出生数激減への危機感を強めよ 工藤豪(日本大学文理学部非常勤講師)

総務省によれば、2024年10月1日現在の全国人口は1億2380万2000人で前年比55万人の減少、うち日本人は1億2029万6000人で前年比89万8000人の減少となった。また、2024年の社会増減は34万人の増加だが、日本人は2000人の減少であり、外国人の34万2000人増加が大きい。一方、自然増減は89万人の減少(出生数72万人、死亡数161万人)、であり、過去最大の減少幅となった。危惧すべきは出生数の著しい減少であり、日本人のみでは出生数が69万人前後と予想され、70万人を割ることが確実視される。

合計特殊出生率に地域差

出生の動向を説明する時、出生数とともに用いられる指標が合計特殊出生率である。合計特殊出生率とは、1人の女性が生涯に産む子ども数の平均を示すが、ある年の女性の年齢別出生数を同年齢の女性人口で除した数値である年齢別出生率を計算し、この値を15歳から49歳の年齢範囲で足し上げた値である。

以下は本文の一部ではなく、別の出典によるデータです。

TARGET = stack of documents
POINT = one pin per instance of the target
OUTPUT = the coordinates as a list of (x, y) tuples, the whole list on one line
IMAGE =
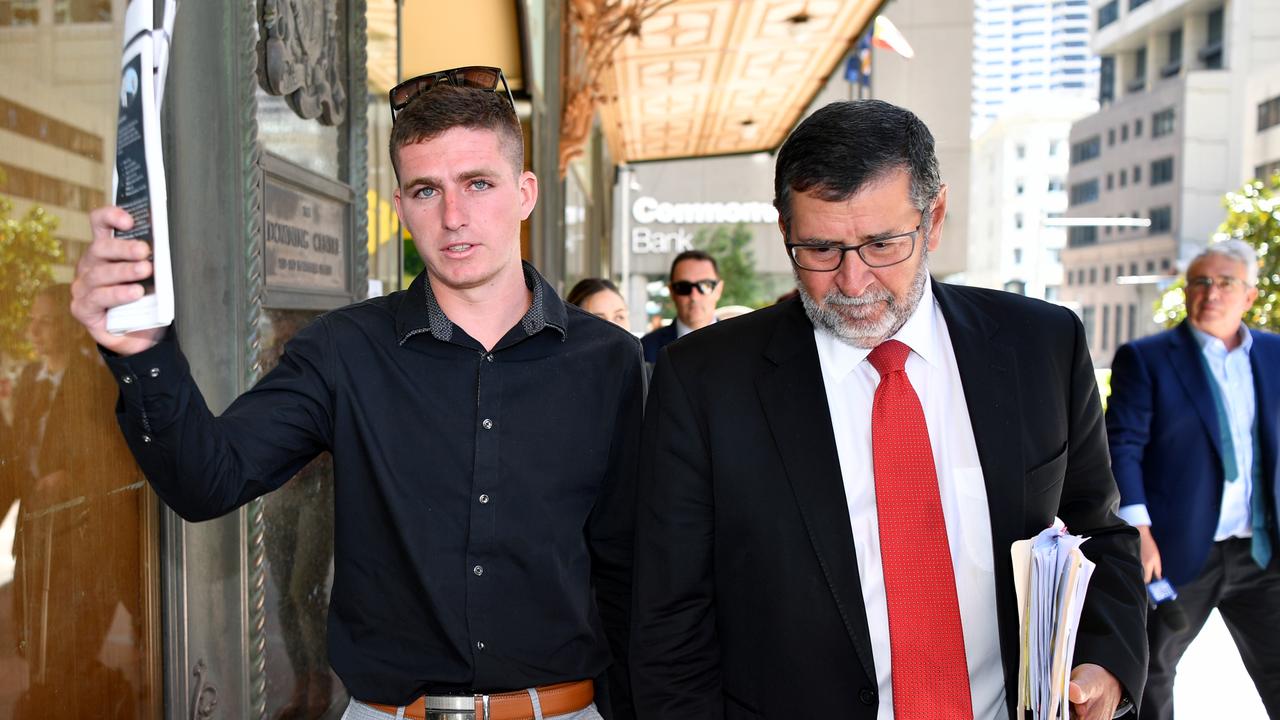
[(1051, 577)]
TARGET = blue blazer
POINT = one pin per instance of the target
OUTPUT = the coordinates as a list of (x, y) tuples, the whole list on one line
[(657, 340), (1166, 447)]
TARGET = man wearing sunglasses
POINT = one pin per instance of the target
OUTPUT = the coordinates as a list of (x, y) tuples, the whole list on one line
[(695, 288), (830, 487), (483, 434), (1194, 433)]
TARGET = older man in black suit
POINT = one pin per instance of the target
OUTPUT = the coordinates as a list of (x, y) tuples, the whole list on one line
[(831, 486)]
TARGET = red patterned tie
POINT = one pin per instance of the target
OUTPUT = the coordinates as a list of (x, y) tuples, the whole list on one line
[(931, 677)]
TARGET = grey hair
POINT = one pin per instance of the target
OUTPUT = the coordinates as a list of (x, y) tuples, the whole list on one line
[(1235, 250)]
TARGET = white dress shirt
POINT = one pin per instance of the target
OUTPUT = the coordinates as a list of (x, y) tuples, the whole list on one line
[(1234, 378), (850, 382)]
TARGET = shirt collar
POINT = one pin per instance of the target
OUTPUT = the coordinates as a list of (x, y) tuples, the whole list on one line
[(1212, 345), (919, 333), (420, 311)]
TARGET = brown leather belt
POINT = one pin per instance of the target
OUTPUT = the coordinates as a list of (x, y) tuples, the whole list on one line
[(554, 700)]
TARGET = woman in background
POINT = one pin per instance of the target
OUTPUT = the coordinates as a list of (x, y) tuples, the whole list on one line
[(600, 297)]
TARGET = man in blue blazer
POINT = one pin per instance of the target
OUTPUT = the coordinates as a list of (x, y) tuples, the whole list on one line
[(695, 288), (1194, 429)]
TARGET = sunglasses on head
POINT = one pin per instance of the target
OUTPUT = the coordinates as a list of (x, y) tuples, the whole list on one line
[(686, 287), (480, 77)]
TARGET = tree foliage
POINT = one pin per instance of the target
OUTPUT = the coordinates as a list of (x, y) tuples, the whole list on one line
[(1252, 215), (731, 247), (28, 251)]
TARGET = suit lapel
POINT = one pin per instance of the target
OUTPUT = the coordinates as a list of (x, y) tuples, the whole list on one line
[(1185, 358), (795, 406), (988, 374)]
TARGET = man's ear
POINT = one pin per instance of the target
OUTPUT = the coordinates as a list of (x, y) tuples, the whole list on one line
[(528, 194), (937, 215)]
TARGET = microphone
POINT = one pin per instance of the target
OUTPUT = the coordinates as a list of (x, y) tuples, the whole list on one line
[(1164, 604)]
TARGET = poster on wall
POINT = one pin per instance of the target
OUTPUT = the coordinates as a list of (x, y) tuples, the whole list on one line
[(138, 181)]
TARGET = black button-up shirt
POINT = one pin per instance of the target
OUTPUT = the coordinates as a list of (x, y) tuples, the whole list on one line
[(483, 499)]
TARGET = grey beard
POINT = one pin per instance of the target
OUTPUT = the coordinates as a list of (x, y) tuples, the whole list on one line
[(841, 315)]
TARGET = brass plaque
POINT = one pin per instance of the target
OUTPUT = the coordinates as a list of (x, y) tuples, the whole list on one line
[(305, 238)]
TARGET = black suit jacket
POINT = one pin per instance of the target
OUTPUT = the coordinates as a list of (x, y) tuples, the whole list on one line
[(746, 596)]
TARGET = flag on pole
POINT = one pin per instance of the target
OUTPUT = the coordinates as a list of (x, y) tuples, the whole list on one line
[(858, 68), (888, 37)]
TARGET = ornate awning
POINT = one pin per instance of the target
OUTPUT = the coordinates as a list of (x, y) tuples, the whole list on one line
[(716, 77)]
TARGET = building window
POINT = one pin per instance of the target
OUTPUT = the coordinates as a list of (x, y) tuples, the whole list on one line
[(1161, 171), (1212, 51), (1107, 80), (1106, 324), (1109, 13), (1087, 149), (1161, 220), (1079, 237), (1084, 192), (1175, 54), (1138, 82), (19, 13), (1269, 113), (1115, 341)]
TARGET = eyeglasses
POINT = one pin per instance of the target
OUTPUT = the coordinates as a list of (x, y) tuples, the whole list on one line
[(686, 287), (827, 258), (479, 77), (1224, 283)]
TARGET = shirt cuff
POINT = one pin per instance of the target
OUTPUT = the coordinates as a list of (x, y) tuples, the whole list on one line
[(1134, 514), (149, 383)]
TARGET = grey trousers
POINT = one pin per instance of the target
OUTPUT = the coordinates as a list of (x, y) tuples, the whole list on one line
[(360, 711)]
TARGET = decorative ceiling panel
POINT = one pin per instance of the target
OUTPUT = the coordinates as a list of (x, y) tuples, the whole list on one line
[(714, 77)]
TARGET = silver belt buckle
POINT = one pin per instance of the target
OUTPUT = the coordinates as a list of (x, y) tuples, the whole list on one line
[(455, 707)]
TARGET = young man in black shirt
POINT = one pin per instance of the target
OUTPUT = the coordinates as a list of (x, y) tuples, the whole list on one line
[(483, 437)]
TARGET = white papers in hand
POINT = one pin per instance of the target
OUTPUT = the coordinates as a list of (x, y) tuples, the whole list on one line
[(1051, 577), (138, 182)]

2018年から2022年における市区町村別にみた合計特殊出生率をみると、上位は鹿児島県と沖縄県の離島や人口の少ない町村、長崎県や熊本県も含めた九州に集中している。20歳代で結婚、出産して子どもを3人以上持つ世帯が多くなっているのは、歴史的、文化的な要因によるところが大きいといえよう。しかし、若年層の流出傾向により、合計特殊出生率は高くとも出生数は減少している自治体が少なくない。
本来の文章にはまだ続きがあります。